The family of a murdered loyalist failed tonight in a High Court bid to block publication of findings from a police investigation into a notorious terrorist gang behind the Dublin and Monaghan bombings.
Emergency proceedings were issued amid claims William Marchant could be wrongly implicated in the atrocity through a summary set to be released on Tuesday as part of the final Operation Kenova report.
But a judge refused to grant an interim injunction following assurances from the PSNI that no-one will be named in findings released at this stage in the probe into the Glenanne Gang.
Mr Justice McLaughlin ruled: “The balance of convenience in this issue is very firmly against the applicant.”
Set up to examine the activities of the British spy inside the IRA codenamed Stakeknife, the Operation Kenova investigation team also carried out a separate review into the activities of the loyalist Glenanne Gang.
That subsidiary probe, known as Operation Denton, involved scrutinising nearly 130 murders linked to a terror unit said to have comprised members of the UVF along with some RUC officers and locally-recruited UDR soldiers.

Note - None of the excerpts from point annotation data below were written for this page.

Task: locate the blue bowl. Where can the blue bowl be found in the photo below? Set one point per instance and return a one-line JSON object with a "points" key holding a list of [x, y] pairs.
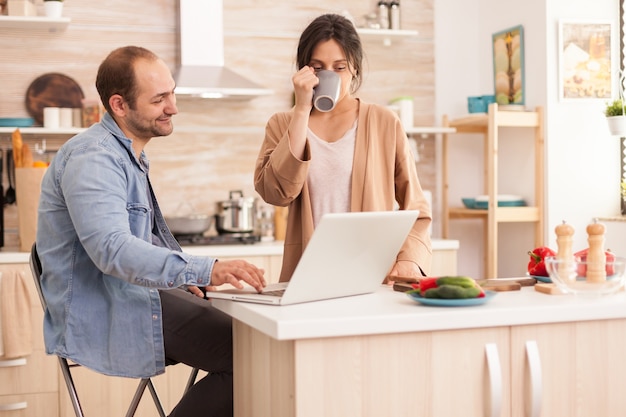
{"points": [[479, 104], [16, 121]]}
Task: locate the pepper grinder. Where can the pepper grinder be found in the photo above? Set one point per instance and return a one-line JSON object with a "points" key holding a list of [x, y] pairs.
{"points": [[564, 233], [596, 260]]}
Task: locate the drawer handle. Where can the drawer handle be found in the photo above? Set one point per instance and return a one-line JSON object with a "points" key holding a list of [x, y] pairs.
{"points": [[534, 367], [495, 379], [13, 362], [13, 406]]}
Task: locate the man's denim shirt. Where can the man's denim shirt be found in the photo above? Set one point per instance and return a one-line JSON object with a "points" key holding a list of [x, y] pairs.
{"points": [[101, 271]]}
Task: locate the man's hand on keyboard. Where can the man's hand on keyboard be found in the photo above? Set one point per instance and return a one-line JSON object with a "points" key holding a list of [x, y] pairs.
{"points": [[233, 271]]}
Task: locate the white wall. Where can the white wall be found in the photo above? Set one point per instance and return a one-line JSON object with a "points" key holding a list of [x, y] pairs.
{"points": [[582, 159]]}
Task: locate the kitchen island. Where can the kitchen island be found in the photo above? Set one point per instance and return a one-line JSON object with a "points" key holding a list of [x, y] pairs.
{"points": [[522, 353]]}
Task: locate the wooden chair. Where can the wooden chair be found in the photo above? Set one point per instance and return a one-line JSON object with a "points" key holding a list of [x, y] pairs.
{"points": [[35, 266]]}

Based in Mid Ulster, the Glenanne Gang is suspected to have been responsible for Dublin and Monaghan bombings. Thirty three people, including a pregnant woman were killed and almost 300 others injured in the coordinated explosions during evening rush hour in May 1974.
But amid a wider legal challenge, publication of the Operation Denton report is currently on hold. Instead, a summary of the findings will feature in the final Kenova report without naming any specific individuals.
Concerns were raised that Marchant could still be linked to the Dublin and Monaghan attacks through jigsaw identification. Widely reported to have been a leading loyalist figure, he was shot dead by the IRA on Belfast’s Shankill Road in April 1987.
Lawyers representing his family claim police do not have legal power to commission a non-criminal investigation through Operation Denton. They are seeking an order to quash any part of the Denton report naming their father or making adverse findings against him, based on alleged breaches of the Police (Northern Ireland) Act and Articles 2 and 8 of the European Convention on Human Rights.
Part of the case relates to an alleged briefing of campaign groups in Dublin back in October. The Marchant family also contend there was no statutory authority to permit the disclosure of intelligence material outside the jurisdiction.
In court today, they sought to restrain publication of the Operation Denton summary due to fears it could involve serious allegations of criminal culpability and cause irreparable reputational damage without any opportunity to respond.
Barrister Emma McIlveen argued that there had been no checks or balances on the interim findings.
“We are seeking a temporary delay to postpone publication until the legality of this process has been adjudicated on,” she said.
But John Rafferty, responding for the PSNI as commissioners of the report, stressed that Marchant will not be named or identified in the summary. The court also heard it is already known through an official inquiry report that he was arrested and interned during the 1970s in connection with the investigation into the Dublin and Monaghan bombings.
Denying the application for an injunction, Mr Justice McLaughlin cited both the public interest and existing information in the public domain. He added: “I am being invited to treat solemn promises by the PSNI about the content of the report as unreliable, that is not something I am prepared to do.”